At least it's not the kind of difficulty that just turns all enemies into damage sponges, though.

There's nothing wrong with it in regards to it being a valid way to increase difficulty, and those who say otherwise are discrediting the merit in challenges of endurance/consistency.
It will not be the best fit for all games however and there are many other more detailed ways to increase difficulty that make for more interesting and immediately recognizable changes to the encounter.
This being said, judging a challenge's value on the perceived effort that went into making it is stupid and has no bearing on the challenge itself, and indeed there are many examples where simply changing the stat values or increasing enemy count are more than enough to make the fight different and/or more engaging.

Increasing enemy damage is boring, but acceptable.

Increasing enemy health and armor on the other hand is just anti-fun and can make me stick to a lower difficulty even when I want more of a challenge.

KH2FM did it best

>Critical mode increases enemy damage by a shit ton
>but also gives YOU a damage increase
>you only get half the HP increase when you level up
>but you more AP points to experiment with abilities more.
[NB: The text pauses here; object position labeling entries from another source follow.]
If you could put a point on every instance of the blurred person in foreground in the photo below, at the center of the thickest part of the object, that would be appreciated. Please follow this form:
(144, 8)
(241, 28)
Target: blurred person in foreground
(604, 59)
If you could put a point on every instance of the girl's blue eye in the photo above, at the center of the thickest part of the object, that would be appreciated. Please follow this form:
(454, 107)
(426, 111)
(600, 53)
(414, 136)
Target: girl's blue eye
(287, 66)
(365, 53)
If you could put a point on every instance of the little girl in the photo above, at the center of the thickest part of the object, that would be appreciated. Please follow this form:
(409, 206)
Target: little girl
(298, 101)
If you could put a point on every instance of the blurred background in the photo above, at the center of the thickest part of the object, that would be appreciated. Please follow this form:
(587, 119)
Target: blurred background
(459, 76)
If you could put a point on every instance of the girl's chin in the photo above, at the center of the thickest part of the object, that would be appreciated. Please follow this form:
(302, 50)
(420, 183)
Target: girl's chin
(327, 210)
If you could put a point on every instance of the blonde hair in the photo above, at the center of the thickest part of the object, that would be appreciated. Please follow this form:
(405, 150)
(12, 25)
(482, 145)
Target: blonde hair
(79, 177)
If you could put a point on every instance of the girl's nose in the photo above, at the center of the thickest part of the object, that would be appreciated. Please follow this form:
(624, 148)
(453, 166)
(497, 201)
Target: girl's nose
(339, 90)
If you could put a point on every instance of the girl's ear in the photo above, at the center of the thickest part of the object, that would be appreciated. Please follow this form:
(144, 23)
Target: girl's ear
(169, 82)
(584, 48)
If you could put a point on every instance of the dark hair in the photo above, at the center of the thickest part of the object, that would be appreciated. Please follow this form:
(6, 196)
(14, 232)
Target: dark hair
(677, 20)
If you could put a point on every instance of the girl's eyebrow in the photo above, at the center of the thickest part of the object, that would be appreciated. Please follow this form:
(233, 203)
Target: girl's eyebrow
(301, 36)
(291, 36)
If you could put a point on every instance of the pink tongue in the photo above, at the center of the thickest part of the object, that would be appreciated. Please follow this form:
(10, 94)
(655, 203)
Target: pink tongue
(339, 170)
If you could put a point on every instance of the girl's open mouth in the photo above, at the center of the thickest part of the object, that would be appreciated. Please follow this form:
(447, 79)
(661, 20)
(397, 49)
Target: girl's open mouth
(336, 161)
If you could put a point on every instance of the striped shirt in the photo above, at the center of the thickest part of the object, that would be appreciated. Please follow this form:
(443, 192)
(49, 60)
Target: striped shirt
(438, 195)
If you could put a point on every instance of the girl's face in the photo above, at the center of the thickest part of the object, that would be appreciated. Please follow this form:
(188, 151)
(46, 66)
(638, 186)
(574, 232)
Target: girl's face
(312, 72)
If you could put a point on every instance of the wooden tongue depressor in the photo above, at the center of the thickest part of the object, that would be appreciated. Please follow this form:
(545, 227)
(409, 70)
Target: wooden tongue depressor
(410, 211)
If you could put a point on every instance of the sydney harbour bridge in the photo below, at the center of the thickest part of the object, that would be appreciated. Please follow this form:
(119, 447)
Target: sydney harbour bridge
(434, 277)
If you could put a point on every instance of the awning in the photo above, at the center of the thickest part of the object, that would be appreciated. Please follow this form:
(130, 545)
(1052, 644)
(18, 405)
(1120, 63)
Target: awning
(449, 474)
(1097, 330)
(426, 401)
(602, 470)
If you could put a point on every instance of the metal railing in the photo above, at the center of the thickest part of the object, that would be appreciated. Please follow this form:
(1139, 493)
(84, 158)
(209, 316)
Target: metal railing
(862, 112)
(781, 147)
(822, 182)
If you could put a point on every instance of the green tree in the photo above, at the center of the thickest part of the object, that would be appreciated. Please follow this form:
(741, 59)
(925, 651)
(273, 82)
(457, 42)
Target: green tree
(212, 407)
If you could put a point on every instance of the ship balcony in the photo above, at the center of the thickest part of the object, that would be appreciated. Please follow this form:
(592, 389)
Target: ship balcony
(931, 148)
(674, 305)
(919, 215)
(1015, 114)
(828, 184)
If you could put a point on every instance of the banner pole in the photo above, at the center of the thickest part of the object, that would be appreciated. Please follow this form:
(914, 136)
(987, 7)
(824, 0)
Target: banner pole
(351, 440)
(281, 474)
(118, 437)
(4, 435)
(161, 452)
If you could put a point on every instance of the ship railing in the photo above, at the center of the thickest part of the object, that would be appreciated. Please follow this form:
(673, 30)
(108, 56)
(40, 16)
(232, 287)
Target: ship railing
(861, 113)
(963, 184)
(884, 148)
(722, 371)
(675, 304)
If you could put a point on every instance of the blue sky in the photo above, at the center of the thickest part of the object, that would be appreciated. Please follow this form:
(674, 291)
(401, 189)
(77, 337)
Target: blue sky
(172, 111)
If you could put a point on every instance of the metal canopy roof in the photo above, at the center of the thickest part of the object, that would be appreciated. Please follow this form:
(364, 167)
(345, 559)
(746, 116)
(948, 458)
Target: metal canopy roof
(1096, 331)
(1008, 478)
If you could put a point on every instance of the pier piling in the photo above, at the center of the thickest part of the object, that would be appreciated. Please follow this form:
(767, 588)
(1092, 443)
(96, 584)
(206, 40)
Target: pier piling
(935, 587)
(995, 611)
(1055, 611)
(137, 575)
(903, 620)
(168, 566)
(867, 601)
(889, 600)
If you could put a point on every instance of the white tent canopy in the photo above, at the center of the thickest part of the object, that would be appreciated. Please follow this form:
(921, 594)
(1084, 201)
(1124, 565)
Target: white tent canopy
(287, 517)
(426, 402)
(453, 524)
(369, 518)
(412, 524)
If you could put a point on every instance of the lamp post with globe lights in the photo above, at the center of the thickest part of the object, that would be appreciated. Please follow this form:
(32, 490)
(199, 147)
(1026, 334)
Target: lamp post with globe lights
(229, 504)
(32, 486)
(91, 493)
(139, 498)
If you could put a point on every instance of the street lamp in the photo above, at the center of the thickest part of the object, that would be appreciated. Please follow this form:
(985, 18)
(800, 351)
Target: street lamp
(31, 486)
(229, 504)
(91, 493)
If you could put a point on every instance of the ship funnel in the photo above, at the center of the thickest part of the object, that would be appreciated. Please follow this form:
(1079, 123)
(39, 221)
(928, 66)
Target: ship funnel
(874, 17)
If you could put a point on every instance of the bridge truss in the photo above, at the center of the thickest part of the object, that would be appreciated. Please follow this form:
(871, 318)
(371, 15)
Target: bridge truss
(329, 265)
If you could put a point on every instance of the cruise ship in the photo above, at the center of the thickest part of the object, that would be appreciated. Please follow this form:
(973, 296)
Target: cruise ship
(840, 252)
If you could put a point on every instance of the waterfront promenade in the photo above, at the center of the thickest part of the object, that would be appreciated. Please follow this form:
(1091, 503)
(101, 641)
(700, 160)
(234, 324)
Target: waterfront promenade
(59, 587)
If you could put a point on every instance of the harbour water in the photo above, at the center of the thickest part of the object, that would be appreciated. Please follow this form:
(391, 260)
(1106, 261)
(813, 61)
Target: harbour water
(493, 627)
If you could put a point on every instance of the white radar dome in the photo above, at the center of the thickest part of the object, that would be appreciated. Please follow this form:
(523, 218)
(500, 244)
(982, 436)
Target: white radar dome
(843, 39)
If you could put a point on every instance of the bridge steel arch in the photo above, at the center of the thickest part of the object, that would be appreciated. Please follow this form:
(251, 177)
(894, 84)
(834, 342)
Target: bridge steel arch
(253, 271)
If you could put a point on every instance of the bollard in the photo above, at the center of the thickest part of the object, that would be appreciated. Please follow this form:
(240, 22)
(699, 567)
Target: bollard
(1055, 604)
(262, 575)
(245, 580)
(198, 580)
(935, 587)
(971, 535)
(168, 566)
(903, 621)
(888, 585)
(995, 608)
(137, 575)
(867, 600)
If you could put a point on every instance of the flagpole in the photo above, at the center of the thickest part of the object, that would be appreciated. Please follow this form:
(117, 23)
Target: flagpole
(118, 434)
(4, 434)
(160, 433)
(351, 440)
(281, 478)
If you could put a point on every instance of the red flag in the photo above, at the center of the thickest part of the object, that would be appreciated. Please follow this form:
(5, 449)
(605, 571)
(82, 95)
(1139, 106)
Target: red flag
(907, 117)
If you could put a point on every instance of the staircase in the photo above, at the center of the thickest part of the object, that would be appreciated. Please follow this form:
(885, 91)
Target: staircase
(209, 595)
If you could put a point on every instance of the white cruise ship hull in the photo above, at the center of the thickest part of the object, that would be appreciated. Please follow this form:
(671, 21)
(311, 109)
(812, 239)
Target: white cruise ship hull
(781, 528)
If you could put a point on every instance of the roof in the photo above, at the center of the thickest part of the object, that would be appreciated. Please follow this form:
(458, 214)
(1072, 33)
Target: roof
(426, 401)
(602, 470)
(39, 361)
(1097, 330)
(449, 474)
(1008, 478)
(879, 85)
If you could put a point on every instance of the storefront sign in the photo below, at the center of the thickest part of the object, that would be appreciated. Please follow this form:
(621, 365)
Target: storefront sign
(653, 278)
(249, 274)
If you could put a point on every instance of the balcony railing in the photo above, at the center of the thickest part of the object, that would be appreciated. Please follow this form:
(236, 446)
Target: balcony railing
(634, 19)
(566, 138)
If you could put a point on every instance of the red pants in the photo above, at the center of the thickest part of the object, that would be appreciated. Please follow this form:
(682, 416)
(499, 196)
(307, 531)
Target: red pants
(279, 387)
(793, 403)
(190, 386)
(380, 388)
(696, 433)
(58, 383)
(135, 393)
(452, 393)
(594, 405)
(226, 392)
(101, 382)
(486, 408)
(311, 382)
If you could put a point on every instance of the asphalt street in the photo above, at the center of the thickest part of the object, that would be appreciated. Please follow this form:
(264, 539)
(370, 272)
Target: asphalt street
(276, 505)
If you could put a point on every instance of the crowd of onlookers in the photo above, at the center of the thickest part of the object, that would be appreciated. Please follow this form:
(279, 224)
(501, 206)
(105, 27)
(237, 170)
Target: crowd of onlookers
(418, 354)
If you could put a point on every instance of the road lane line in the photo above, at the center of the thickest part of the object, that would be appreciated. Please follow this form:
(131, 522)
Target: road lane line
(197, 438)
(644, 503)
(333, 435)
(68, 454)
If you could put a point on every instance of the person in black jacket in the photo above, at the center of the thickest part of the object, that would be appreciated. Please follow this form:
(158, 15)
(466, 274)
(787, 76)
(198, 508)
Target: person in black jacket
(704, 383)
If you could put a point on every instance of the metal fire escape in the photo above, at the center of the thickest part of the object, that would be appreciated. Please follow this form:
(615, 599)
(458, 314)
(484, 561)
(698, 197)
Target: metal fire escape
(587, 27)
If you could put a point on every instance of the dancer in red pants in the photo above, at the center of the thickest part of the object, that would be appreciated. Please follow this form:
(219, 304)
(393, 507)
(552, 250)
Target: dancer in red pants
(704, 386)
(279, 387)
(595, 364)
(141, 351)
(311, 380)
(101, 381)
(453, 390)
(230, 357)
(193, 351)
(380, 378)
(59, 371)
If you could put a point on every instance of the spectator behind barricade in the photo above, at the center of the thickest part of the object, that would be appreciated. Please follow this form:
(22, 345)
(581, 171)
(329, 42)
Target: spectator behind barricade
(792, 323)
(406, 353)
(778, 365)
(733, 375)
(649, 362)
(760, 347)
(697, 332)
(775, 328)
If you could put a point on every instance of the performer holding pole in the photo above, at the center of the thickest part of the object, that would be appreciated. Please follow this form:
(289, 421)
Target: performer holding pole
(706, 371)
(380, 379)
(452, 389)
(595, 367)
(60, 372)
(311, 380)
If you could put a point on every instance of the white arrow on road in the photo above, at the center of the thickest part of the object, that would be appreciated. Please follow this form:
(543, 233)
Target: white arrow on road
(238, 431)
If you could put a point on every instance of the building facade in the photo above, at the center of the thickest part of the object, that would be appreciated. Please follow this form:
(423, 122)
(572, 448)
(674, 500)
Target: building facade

>darksouls is a easy game because you can dodge every attack
>i literally never die

Or

>darksouls is a skillful, rewarding game because of the stratagy, reflexes, and rhythm of the fights.


Pick one

difficulty settings usually don't change the whole experience that much (other than by making it harder) because they want to make 100% of the experience available just on the base difficulty. That's why AI behavior is never made smarter for harder difficulties (other than by being made more perceptive)

This is fair enough honestly.

Who would want to restrict 50% of their hard work and AI programming to a harder difficulty?

Plus, removing it would make enemies on earlier difficulty levels boring

you could counter that by giving all enemies more moves in general, but that would be an enormous amount of work and money

There's nothing inherently wrong with it, just that it's often implemented poorly and in games that don't benefit from this kind of difficulty. The key to making difficulty engaging is to either have high requirements for player execution or have a lot of depth, preferably a mix of both. They make sure the player is always learning and improving as much as possible, which is what makes games fun in the first place. If the games are easy and shallow then all increasing damage/HP does is make the player repeat some very basic mindless shit for long periods of time without getting much out of it besides some very minor improvements in consistency.

Most of what people call AI improvements across difficulty modes are just basic shit like shortening the cooldown and other timers, not really hard work.

most of the games I can think of where enemies have an attack animation would be completely unfair if the animation was cut in half

I'm not talking about the animations, I'm talking about the idle time in between attacks and stuff like that. Basically just increase the frequency at which the enemy makes decisions and you'll have AI that appears smarter to the players.

I still content that KH2FM's Critical mode is the standard by which all hard modes should be set.
>max health through the whole game is half what it is normally
>enemies do more damage
>player starts off with plenty of skills that would normally require levelling up to get, and also has buffed damage
It basically forces players to learn the mechanics of the game much more thouroughly than other difficulties, since it's fairly easily to just tank hits and spam heal in every other mode.

That is simply not true.
I can tell that you have never finished game on multiple difficulties.

so, what, you believe that every time you play a game on a different difficulty it's a completely new experience?

whatever retard

Because unless your damage is increased as well, it gets to a point where you need to hit some enemies fifteen times before they die, whereas they can scrape you with their elbow and splatter your brain matter across the floor. Either turn everyone into a glass cannon or don't add a difficulty slider at all.

Have you tried aiming for the head user?